Gah, do I love me some sensual 80’s sax! Critically unacclaimed (I’m going with it), Goodbye Cruel World is widely considered the band’s worst effort, and apparently Declan Patrick MacManus (Elvis Costello) was quoted as saying this record would be his final professional offering. The album isn’t monumental, but it’s certainly not terrible, and lucky for all of us Elvis lovers, Goodbye would in fact NOT be goodbye after all, as he’s gone on to record a total of 30 studio albums to date, up to and including last year’s Look Now. Insanity.
So happy to finally get this stellar Elvis Costello and the Attractions album from ’79 titled, Armed Forces.

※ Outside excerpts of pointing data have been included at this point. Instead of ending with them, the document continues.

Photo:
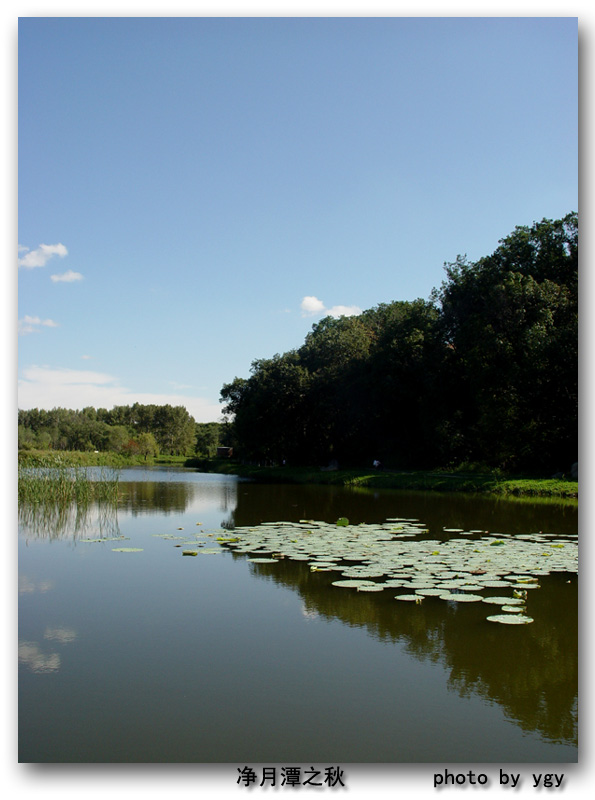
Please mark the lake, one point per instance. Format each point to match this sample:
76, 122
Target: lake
130, 651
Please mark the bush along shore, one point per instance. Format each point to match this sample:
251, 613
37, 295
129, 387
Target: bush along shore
442, 481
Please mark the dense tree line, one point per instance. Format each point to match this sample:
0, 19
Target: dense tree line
485, 371
138, 429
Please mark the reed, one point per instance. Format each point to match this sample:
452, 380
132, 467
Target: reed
50, 482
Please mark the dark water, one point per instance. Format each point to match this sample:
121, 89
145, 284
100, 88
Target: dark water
156, 657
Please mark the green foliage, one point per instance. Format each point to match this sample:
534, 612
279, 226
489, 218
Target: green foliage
144, 430
484, 372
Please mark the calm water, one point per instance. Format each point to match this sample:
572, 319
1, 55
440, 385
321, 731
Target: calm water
155, 657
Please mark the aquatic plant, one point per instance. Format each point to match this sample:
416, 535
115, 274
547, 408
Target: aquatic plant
51, 482
375, 557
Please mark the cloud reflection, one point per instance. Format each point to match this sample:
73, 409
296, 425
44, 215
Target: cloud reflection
31, 655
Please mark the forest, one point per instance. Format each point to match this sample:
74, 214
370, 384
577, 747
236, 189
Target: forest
484, 372
136, 430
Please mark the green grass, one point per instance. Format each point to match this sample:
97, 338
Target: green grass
52, 481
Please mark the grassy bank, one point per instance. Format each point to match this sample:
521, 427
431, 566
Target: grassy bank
53, 483
75, 458
514, 486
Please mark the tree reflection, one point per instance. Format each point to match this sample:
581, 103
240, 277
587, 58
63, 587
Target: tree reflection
530, 670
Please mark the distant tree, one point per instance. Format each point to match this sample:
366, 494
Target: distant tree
147, 445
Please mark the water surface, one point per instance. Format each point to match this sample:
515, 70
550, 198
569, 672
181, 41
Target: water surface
153, 656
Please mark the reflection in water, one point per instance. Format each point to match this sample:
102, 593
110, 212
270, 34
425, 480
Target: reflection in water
29, 586
531, 671
62, 635
31, 655
96, 520
258, 503
138, 498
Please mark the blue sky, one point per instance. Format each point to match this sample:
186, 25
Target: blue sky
195, 194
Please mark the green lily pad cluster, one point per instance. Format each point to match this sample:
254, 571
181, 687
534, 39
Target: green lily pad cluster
397, 555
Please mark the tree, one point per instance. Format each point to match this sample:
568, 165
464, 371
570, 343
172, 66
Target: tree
147, 445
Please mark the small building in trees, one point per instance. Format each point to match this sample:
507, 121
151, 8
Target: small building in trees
224, 452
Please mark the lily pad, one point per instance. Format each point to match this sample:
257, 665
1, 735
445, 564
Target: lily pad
353, 584
264, 560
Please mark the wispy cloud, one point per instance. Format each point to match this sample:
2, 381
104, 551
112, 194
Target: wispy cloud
47, 387
33, 324
67, 277
40, 256
313, 307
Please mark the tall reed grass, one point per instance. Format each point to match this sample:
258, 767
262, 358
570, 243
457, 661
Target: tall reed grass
50, 482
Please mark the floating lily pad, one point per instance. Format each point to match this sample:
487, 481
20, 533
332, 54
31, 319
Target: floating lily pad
461, 598
503, 601
353, 584
264, 560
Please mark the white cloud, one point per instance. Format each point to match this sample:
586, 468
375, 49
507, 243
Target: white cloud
32, 324
67, 277
46, 387
311, 306
344, 311
40, 257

Presented here is the US variant cover (UK cover showcases elephants, for those with inquisitive minds). Obviously a much-needed classic, this copy was purchased by my nephews at a South Jersey record shop as a holiday gift. Thanks again, buddies!!
Another find from the recent online hunt is (yet) another Elvis Costello release. This time, This Year’s Model on 8-track. Now, I know we’d “recently” touched upon the vinyl version of this seminal album, but let’s be honest, is $12 too much to pay for an essential, recent obsession on an obsolete format? Well, clearly, the answer is an astounding no! Happy New Year, kids!

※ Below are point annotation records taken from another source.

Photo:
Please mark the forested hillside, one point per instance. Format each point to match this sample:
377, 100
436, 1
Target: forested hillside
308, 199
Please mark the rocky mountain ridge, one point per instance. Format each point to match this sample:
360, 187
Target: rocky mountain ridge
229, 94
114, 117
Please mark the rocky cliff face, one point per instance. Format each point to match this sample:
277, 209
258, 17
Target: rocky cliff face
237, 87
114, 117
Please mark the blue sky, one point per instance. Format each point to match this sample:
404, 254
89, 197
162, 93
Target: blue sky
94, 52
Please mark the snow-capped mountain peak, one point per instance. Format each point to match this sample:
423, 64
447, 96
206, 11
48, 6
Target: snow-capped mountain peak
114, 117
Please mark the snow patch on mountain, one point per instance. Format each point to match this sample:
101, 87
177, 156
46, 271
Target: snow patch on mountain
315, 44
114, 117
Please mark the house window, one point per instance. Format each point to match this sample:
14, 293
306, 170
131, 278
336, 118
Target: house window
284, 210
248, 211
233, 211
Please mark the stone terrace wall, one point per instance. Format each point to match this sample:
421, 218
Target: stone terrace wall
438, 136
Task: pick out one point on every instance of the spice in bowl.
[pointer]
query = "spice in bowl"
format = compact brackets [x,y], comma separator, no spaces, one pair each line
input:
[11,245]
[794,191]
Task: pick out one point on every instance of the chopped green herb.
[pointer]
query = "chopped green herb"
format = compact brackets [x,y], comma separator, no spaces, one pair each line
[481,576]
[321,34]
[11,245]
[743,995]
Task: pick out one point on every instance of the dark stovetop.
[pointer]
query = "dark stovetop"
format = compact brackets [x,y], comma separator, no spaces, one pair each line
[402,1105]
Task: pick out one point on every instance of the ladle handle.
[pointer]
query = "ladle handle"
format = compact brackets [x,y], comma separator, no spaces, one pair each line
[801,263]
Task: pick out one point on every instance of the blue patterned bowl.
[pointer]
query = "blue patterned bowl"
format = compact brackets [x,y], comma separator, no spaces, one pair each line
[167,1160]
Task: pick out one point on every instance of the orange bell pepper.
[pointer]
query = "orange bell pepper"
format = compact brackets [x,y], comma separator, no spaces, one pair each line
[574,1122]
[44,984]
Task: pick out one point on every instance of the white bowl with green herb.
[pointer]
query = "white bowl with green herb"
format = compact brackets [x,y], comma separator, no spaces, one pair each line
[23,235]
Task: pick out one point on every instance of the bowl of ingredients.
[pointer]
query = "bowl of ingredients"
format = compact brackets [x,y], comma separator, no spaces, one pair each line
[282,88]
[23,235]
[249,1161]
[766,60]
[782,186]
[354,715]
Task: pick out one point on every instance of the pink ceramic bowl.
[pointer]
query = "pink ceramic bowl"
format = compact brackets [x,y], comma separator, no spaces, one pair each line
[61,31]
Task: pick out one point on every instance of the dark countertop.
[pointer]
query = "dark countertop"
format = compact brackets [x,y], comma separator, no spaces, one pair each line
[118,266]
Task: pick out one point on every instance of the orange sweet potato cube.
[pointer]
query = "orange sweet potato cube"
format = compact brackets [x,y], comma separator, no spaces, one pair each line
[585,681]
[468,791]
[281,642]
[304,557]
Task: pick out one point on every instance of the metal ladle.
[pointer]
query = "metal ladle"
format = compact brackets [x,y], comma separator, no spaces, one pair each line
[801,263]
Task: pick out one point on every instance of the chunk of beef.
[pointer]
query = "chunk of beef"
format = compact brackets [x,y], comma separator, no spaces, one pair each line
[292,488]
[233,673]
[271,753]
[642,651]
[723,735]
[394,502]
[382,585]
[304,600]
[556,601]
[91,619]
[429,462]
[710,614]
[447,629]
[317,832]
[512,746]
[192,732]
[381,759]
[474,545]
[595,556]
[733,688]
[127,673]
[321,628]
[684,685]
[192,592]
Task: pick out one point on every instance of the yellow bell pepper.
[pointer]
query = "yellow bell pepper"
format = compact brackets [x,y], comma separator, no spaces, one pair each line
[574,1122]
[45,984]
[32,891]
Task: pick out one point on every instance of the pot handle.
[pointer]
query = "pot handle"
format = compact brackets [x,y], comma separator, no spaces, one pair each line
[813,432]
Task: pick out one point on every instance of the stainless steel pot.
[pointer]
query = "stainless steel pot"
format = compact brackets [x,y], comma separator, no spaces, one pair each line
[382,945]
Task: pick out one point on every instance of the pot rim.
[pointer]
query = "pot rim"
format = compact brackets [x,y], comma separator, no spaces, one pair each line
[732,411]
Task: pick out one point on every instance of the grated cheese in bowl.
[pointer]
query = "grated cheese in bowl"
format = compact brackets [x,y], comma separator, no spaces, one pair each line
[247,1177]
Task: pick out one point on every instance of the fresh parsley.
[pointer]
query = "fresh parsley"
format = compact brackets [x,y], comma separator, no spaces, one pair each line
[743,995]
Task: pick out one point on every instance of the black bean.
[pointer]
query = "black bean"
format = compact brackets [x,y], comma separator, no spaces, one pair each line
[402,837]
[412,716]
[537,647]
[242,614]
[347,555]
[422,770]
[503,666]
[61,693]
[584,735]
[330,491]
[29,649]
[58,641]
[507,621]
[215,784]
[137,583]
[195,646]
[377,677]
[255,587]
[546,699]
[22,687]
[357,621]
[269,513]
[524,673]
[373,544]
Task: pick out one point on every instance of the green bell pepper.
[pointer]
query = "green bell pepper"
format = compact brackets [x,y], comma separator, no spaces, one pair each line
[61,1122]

Preceding 1986’s Blood & Chocolate by only seven months is this T-Bone Burnett-produced icon, King of America. Billed as The Costello Show featuring the Attractions and Confederates in the UK and simply The Costello Show featuring Elvis Costello in the US, this 15-tracker clocks in at just under an hour (57:36) and features Costello’s fixation with Americana (at some points sounding almost completely country… but in a good way). The cover photo is emblematic and was my only visual recollection of Mr. Costello for much of my budding years… so much so that I thought it was a cover to a Greatest Hits or catch-all double or triple CD box, but alas, just a groovy cover to a groovy album, his 10th studio effort.
I heard Elvis Costello’s I Want You on Spotify a few weeks ago and immediately fell in love with it. A maturing Declan MacManus is not for the faint of heart (at least, not for those heavily into his first two albums: 1977’s My Aim is True and 1978’s This Year’s Model), but respect should be given to the delightful evolution of his songwriting ability. Blood & Chocolate is the King’s eleventh studio album (recorded between March and May of ’86, released that September), and would prove to be the last with The Attractions for nearly a decade (eight years until the release of 1994’s Brutal Youth). I Want You, the obvious standout, is a near seven minute emotional roller coaster that finishes up the first side. Listen with caution, but listen with frequent urgency.
My current obsession… Mr. Declan Patrick MacManus aka Elvis Costello, and specifically his debut work with The Attractions (and second studio album overall), 1978’s Last Year’s Model. Up until (very) recently, all I’d spin was Elvis’ debut, 1977’s My Aim is True, but with a little LA traffic commuting help from Spotify, I’ve rediscovered my love for clever lyrics and shrewd, earworm hooks. This man truly is king.
I was fortunate to nab the bulk of Elvis Costello / Elvis Costello and the Attractions’ early releases at rock-bottom, dirt-cheap prices (something like $4 each). One of them was this 1983 release from Columbia Records titled, Punch the Clock. Since I’ve been slammed at the money-maker lately, I figured this album’s title was pretty damn appropriate.
I know that when I gobbled up cheap Elvis Costello records, back before I knew what I was getting, that a payoff would be inevitable. Today, I’m reaping the rewards of this legendary man’s artistic contribution to pop music, simply by knowing what I have. Get Happy!! is the fourth studio album by Declan Patrick MacManus (Elvis Costello), and the third as Elvis Costello and the Attractions. Though frequent spins come more from Elvis’ debut album, 1977’s My Aim is True, Get Happy!! is a great addition to this, or any collection. The earlier the better with Costello and his mates, but something to get happy about nonetheless.